Sometimes when you visit the Gulf states in the Middle East you don’t see the migrant workers but they’re there, symbols of the Middle East’s endemic racism, class privilege and conditions of cruel and barbaric modern slavery.
They are the road cleaners and maids of countries like Qatar, UAE, Saudi Arabia, Kuwait and others. Most of these workers come from poor African and Asian countries, and how they are mistreated and often subjected to a silent suffering speaks volumes about the Gulf states.
It’s come bubbling once more into public awareness after Sondos Alqattan, a Kuwaiti Instagram star with over 2.3 million followers, criticised new laws in her country that granted Filipino workers a day off per week and broke the kafala system, which allowed employers to hold their employees’ passports, effectively trapping them. In a video she criticised the new laws, bitterly complaining “How can you have a servant at home who keeps their own passport with them? What’s worse is they have one day off every week?”

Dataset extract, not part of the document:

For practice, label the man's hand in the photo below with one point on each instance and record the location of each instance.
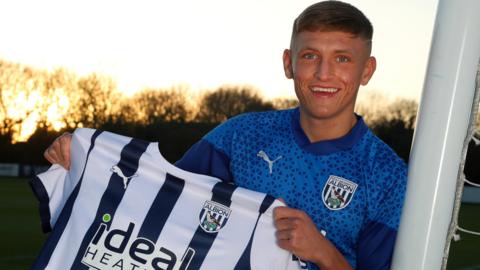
(297, 233)
(59, 151)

It’s a comment that says everything about the racism and unchecked power of employers in the Middle East. Arab supremacy is often never spoken about but it exists, particularly when pitted against south Asian Muslims (those from Bangladesh, Pakistan and India) and black people. Though it’s important to highlight that many Kuwaitis criticised her for this, while Migrante International, an advocacy group for overseas Filipino workers, compared her comments to those of a “slave owner”, the cold truth for Middle East is that these comments reflect how their societies regard migrant workers.

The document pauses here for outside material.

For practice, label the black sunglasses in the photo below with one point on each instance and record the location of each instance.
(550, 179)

In Qatar, it was revealed through the Guardian that hundreds of Nepalese workers had died whilst working and living in inhumane conditions to build their stadiums for the 2022 World Cup. The Human Rights Watch found that thousands of migrant workers in Qatar were coerced in working in life-threatening heat and humidity in the construction sites. The kafala system meant that many of these workers simply couldn’t escape, though some sought refuge in their embassies. In 2014 it was unearthed that Nepalese workers had died at a rate of one every two days. This figure didn’t take into account workers from other nationalities so overall was arguably higher. In Saudi Arabia, 22 Bangladeshi maids fled after being tortured and sexually abused by their employers. It prompted calls from a coalition of migrant rights NGOs in Bangladesh to demand better rights and protections for overseas Bangladeshi workers in Saudi Arabia. These 22 maids were not isolated cases but as the migrant rights groups warned, part of a larger and wider systematic abuse of Bangladeshi domestic workers.

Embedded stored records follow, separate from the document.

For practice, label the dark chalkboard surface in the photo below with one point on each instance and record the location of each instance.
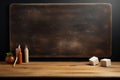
(69, 30)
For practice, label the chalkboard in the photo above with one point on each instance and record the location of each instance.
(62, 30)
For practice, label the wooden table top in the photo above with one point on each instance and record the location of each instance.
(59, 69)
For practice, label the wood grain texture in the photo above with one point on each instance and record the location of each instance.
(59, 69)
(62, 29)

These are just some of the incidents we have heard about. Once you read through the trove of harrowing stories a grim picture of life in the Middle East is painted. And it becomes easier to understand why people like Alqattan have the mindset that she does. Ironically this followed after Kuwait sought to improve their relations with the Philippines through improving labour conditions for the workers, this following the Philippines issuing a temporary ban on use of overseas workers to Kuwait after Joana Daniela Demafelis, a Filipino worker, was found mutilated in a freezer in an apartment.
Kuwait, like Qatar, is not a big country. It has a population of about four million of which approximately 660,000 are domestic migrant workers. It illustrates the role of migrant workers in building these countries but their rewards for their services has been abuse rooted in endemic racism, misogyny and a sense of class superiority. At the heart of this is the kafala system which empowers abusive employers at the detriment of the migrant workers. But what also isn’t spoken enough is simply the racism of many within the Gulf states towards particularly south Asian Muslims. For all that the West is seen as racist towards brown people, it is nothing compared to how the Middle-East treats south Asians. People from the Indian subcontinent or poor Asian countries are seen as morally inferior and easy to exploit.
During my pilgrimage to Saudi Arabia in 2014, I witnessed the racism there, where every road cleaner, cook, maid, mosque cleaner was a dark-skinned south Asian, they were shunned, with occasional bits of money flung in their way as though they were dogs waiting for scraps of generosity. Workers from poor African countries are routinely exploited too, to the point where Kenya imposed a ban on their citizens working in the Middle-East in 2014. The abuse of the foreign labour market is what has built the lavish hotels and skyscrapers of Dubai, Saudi Arabia, Qatar and others.
If we are going to talk about racism, we need to look at the harrowing and chilling stories in the Middle-East. It’s where a culture of abuse and exploitation exists, one that explains the mind-set of people like Sondos Alqattan.